ENVIRONNEMENT – ENQUÊTES ET REPORTAGES – PARCS NATIONAUX – EL WATAN WEEK END/SALIM SADKI
Nos parcs nationaux manquent de vie
(C) Par Salim Sadki, El Watan Week end, vendredi 16 août 2013
Qu’ils soient anciens ou récents, grands ou petits, nos parcs animaliers ne jouissent pas toujours des meilleures conditions pour répondre à leur vocation originelle : celle de constituer un lieu de découvertes et de détente. Suivez El Watan Week-end pour une petite balade.

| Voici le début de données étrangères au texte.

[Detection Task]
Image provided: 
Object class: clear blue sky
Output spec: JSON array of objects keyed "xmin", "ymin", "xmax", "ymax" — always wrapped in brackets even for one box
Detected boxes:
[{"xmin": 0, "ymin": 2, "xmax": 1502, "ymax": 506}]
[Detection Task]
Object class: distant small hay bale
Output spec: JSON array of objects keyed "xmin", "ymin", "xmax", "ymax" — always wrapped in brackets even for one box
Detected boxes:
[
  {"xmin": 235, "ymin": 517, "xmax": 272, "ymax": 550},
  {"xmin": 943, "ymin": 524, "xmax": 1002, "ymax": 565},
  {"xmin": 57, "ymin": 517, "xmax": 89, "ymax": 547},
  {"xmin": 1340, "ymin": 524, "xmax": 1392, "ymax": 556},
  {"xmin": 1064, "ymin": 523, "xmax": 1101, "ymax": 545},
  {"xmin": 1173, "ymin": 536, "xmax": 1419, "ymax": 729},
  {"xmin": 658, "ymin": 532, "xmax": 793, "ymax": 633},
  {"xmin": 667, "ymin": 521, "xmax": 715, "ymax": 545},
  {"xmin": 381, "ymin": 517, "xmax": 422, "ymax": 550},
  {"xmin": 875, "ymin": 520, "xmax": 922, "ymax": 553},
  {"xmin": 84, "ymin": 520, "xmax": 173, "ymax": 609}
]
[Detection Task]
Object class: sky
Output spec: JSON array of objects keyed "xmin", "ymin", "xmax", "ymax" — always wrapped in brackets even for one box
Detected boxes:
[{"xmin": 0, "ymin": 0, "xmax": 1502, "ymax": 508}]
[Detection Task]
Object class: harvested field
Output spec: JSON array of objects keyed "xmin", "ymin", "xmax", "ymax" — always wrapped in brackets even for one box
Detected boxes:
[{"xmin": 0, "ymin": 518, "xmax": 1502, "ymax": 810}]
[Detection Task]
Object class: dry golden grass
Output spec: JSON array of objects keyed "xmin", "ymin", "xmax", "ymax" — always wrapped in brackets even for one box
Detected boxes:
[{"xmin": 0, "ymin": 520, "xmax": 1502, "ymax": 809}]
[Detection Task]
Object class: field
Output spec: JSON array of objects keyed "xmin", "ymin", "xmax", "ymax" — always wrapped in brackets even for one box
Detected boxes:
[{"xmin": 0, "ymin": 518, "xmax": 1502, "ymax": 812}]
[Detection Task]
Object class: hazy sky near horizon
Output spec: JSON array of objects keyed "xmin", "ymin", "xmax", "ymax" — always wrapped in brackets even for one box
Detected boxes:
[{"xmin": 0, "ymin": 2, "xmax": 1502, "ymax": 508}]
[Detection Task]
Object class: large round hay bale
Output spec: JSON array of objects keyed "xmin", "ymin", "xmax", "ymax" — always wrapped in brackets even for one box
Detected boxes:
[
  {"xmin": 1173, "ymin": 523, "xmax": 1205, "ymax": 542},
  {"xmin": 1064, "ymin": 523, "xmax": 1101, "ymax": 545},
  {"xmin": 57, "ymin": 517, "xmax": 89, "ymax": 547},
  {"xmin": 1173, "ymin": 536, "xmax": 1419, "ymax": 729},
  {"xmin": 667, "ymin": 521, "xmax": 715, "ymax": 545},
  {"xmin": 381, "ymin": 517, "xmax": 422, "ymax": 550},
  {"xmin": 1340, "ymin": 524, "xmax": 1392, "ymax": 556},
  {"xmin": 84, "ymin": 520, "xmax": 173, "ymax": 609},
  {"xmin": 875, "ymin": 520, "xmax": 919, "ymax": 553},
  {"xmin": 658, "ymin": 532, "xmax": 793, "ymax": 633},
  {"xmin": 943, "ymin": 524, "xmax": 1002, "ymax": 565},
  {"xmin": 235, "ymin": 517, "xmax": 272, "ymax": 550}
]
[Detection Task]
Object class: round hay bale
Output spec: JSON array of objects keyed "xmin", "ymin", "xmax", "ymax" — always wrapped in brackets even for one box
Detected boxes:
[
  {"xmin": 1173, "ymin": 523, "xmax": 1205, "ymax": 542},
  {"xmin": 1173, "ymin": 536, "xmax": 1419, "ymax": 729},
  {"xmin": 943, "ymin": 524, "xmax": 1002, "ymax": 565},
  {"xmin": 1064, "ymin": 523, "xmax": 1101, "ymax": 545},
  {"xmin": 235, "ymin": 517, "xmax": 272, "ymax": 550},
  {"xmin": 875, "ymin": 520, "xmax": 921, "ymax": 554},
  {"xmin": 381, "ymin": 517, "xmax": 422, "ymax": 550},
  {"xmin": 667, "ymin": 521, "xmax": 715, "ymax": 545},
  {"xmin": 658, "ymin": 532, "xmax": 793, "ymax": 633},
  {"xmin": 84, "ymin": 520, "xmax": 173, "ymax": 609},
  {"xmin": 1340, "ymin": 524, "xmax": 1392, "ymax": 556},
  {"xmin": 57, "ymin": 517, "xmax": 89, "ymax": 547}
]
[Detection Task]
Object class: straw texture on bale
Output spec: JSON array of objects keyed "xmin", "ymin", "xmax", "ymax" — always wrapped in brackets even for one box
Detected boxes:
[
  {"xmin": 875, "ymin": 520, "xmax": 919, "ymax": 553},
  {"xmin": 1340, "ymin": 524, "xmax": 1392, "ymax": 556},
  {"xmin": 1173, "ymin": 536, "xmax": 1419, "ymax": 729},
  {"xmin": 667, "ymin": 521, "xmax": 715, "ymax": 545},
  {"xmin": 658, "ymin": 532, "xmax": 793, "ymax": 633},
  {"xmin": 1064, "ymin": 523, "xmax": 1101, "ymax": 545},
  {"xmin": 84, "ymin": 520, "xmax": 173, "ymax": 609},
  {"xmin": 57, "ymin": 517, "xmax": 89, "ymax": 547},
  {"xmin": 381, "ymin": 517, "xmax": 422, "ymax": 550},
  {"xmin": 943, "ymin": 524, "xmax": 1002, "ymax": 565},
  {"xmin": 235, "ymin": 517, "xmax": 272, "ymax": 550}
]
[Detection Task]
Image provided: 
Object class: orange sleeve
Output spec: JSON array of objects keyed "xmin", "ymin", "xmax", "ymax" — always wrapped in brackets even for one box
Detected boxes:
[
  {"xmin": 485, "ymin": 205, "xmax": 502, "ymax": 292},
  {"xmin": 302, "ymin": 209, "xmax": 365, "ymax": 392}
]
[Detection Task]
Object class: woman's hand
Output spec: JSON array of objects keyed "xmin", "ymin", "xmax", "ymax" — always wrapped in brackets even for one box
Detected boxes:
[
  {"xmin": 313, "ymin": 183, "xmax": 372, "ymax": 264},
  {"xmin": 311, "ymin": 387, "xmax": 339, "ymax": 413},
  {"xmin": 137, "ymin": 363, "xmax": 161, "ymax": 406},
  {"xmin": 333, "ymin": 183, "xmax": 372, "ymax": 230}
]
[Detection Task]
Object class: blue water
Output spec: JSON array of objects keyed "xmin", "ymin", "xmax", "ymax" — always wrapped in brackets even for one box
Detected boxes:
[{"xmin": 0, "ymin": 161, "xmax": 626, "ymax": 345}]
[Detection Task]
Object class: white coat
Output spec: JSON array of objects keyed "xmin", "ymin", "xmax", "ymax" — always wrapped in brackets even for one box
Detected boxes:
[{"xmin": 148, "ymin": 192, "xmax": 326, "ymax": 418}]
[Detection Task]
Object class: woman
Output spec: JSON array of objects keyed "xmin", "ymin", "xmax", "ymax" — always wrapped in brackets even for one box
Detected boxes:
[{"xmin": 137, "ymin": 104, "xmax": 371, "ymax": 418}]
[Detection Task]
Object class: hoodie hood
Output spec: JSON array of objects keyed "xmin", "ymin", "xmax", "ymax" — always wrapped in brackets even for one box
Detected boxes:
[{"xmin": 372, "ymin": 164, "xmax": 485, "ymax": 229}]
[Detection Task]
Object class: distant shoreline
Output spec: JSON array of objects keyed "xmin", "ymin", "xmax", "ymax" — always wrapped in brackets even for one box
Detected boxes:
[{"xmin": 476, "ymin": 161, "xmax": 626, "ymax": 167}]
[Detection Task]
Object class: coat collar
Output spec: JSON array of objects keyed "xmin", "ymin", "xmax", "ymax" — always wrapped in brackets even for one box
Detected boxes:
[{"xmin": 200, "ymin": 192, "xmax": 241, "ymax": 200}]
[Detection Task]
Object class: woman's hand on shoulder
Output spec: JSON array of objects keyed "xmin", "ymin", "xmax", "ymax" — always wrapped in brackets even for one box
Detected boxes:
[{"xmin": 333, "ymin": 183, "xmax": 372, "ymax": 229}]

On dénombrait 19 parcs animaliers pour l’Algérie. Beaucoup ont disparu comme ceux de Batna, Béchar, du Centre national de recherches sur les zones arides (CRDZA) à Beni Abbès, de Beni Saf, de Bou Saâda, de Djelfa, de Djemaâ (Biskra) ou encore celui de Laghouat. N’existent aujourd’hui que ceux de Tlemcen, d’Oran, de Taza (Jijel), de Sétif, de Ghardaïa, de Braptia à El Kala (El Tarf) et à Alger celui de Ben Aknoun (PLZA) et celui du Hamma. Les parcs animaliers ouverts au public, car autrefois les souverains du Maghreb entretenaient pour leurs plaisir et loisirs leurs propres ménageries, sont apparus sous la colonisation française. C’était plus des collections vivantes d’une faune exotique. A l’exception du zoo du Hamma et celui du CRDZA, aucun n’a survécu à l’indépendance. Aujourd’hui, on en compte 8, dont la moitié privés, sont l’œuvre de la famille Hadj Aïssa de Ghardaïa. Les 4 autres sont publics, deux sont à Alger, le plus grand, celui de Ben Aknoun, a quelques vagues ressemblances avec les zoos d’ailleurs, et celui, plus petit, du Hamma. Ceux qui restent, les parcs de Taza à Jijel et de Braptia à El Kala, gérés tous deux par le PLZA, sont l’œuvre de Ahmed Maâbed, wali d’El Tarf après avoir été celui de Jijel.
Il y a 25 ans, il a fait ses classes à Braptia en qualité d’attaché de cabinet dans la réserve du cerf de Barbarie de Braptia, aujourd’hui engloutie sous le béton et l’asphalte du parc animalier éponyme. Les parcs algériens sont tous le fruit de l’improvisation. Ils sont de dimensions différentes. Les petits, ceux du privé, sont établis sur quelques centaines de mètres carrés, un avantage de taille pour leur gestion qui reste à la hauteur des moyens des gérants. Pour les plus vastes, il n’y a pas eu d’études préalables pour l’occupation de l’espace, sélectionner les groupes d’animaux et dimensionner les infrastructures avec des objectifs bien définis : ménageries, collections d’animaux à exposer, ou encore dans sa conception moderne comme centre de conservation de la biodiversité. Ce genre d’établissement est budgétivore. En Europe, des parcs zoologiques de renommée mondiale comme ceux d’Anvers (Belgique), de Vincennes (Paris, France), de Berlin, ont besoin, en plus des recettes de leurs millions de visiteurs, de subventions colossales de l’Etat, de la région et de la commune. Des associations et des laboratoires de recherche doivent aussi venir en aide pour prendre en charge des activités qui ne sont plus soutenues par les fonds publics.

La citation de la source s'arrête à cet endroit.